Kerby Lynn Boschee 2009. Frau Holle: In the Marchen and beyond an analysis of the figure Frau Holle in the Grimm Bros. fairy tale and Germanic Mythology. 

Barbara Walker 1996. Women’s Encyclopaedia of Myths and Secrets. Castle Books, New Jersey.

Reflection Questions

These questions are for your own personal reflections on the story. Perhaps you don’t relate to the whole story, but parts of it do resonate with aspects of your experience. Those are the parts you can work with. And if you find a question disturbing, do seek out a wise and trusted friend or therapist to talk it over with.

I would encourage you as you reflect on these questions to have your favourite creativity materials or a visual journal nearby. Be open to any images that may come to you and concretize your reflections in some sort of art-making.

The well as a source connection to underground water symbolises psychologically and mytho-poetically our connection to the wisdom of the unconscious. It is important to practice being receptive to that wisdom, to keep the channels open, e.g. in exploring our dreams, meditation and paying attention to our intuition and creative urges.

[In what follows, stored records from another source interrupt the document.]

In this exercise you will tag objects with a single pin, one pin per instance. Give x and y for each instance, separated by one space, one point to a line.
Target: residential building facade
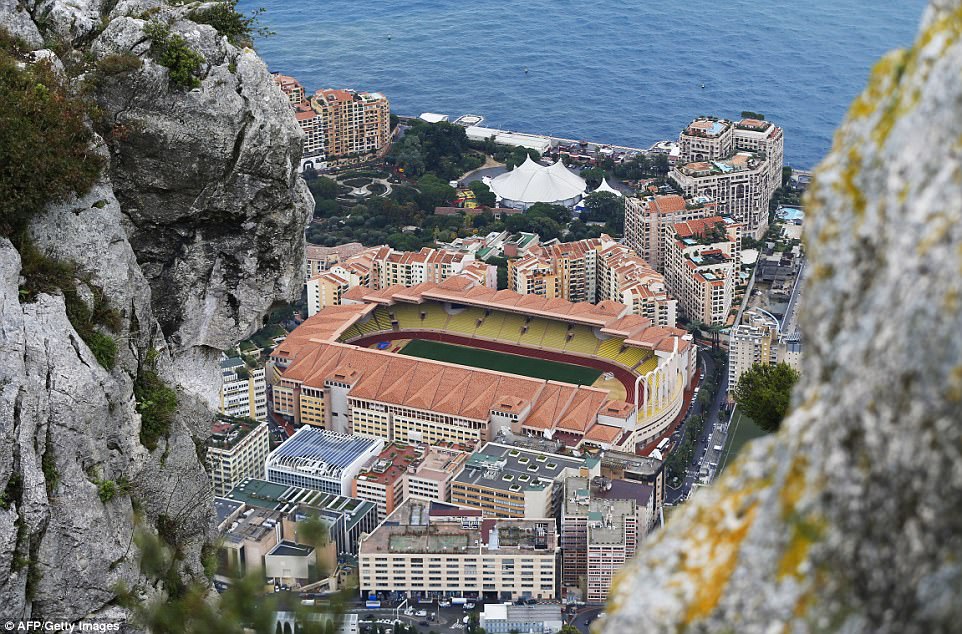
602 523
507 481
236 450
380 267
428 549
702 264
340 126
322 460
347 518
738 165
243 393
649 220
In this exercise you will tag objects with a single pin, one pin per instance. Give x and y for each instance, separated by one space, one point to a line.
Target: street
677 494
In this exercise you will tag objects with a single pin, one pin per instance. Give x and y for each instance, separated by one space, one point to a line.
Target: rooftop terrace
515 469
410 529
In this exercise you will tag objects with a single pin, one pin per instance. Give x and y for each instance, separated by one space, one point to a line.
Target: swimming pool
791 213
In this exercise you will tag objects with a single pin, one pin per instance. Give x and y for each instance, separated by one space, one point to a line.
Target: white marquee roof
605 187
531 183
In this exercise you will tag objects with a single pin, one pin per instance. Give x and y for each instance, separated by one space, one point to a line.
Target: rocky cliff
194 230
850 519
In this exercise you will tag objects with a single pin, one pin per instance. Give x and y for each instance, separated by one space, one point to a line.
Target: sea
609 71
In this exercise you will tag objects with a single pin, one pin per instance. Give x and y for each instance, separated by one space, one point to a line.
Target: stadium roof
532 183
429 385
605 187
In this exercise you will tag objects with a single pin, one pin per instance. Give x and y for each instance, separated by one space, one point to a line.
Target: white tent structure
605 187
530 183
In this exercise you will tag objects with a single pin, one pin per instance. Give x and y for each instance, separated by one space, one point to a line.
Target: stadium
461 362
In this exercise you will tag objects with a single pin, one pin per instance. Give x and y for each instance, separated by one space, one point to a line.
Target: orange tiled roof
603 433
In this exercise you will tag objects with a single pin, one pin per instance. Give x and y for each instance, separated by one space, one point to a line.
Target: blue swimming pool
790 213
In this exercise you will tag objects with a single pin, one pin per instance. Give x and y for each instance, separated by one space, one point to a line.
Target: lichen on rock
855 520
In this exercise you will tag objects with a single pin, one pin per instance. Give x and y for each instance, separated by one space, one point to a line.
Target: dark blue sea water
616 71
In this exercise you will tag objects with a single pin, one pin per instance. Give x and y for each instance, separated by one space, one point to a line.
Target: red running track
624 376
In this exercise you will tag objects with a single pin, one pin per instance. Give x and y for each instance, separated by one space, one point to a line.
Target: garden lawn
741 430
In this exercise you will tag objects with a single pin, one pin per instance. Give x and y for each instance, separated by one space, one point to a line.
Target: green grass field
501 362
740 432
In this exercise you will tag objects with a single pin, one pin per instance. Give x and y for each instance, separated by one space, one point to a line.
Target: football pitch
501 362
741 430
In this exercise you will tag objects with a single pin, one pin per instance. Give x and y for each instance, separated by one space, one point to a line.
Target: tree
483 194
764 393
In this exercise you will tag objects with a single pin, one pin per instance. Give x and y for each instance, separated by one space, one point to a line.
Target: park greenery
46 146
156 402
683 454
764 393
190 607
428 158
171 50
440 149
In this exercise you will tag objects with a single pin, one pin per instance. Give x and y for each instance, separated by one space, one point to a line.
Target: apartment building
235 450
379 267
431 549
318 459
738 165
249 539
404 470
507 481
499 618
322 379
320 259
754 340
290 87
649 220
602 523
340 126
625 278
702 264
593 270
243 393
347 518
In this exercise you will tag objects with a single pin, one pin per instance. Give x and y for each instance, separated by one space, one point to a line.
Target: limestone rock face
850 519
194 231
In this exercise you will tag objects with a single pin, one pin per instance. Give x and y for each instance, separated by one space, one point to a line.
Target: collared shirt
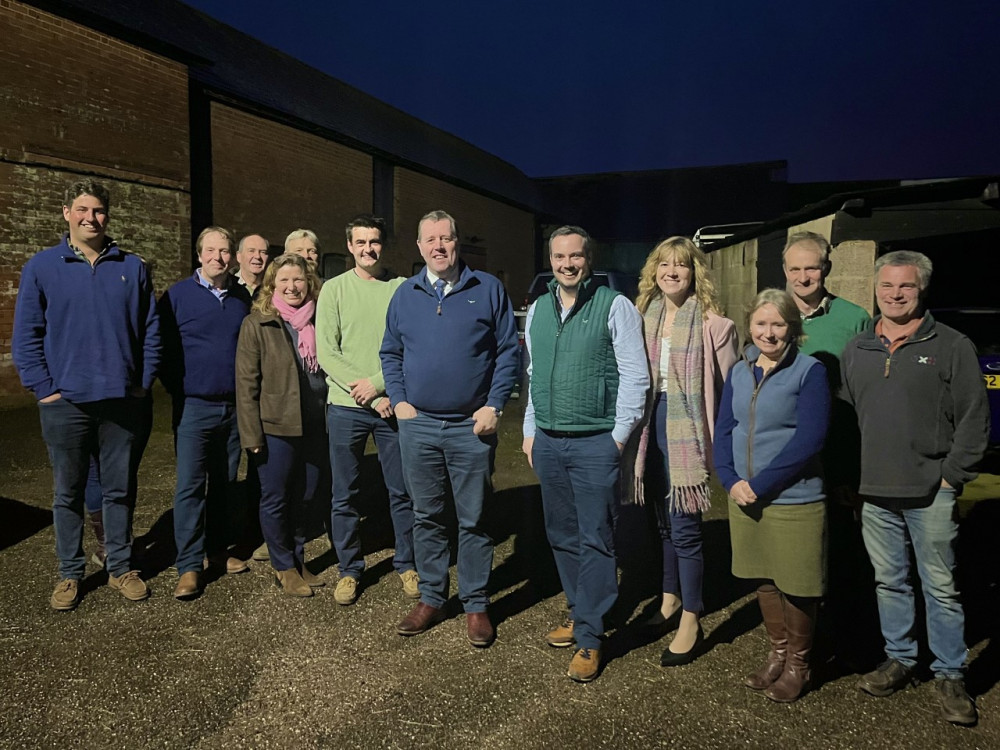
220 294
108 244
625 326
432 278
905 332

  • In the tale of your life, what phase in the pattern (see Annotations) of Separation, Initiation and Return might you be experiencing? How do you know this? How does it feel? What have you learned and gained along the way?
  • As a woman, you might reflect on your initiation into womanhood. Was your transition easy or difficult? What support did you have? Is there a girl in your life for whom you could make this transition easier or more meaningful?
  • What about the other phases like pregnancy or birthing a project? If you are a crone (a highly honoured position) how are you using your wisdom to nurture the younger generation?
  • How have conditions changed for women in your lifetime? What more needs to be done? What are some of the ways you can actively support your fellow women?
  • How do you honour the sacred feminine in your life (even if you are a man)?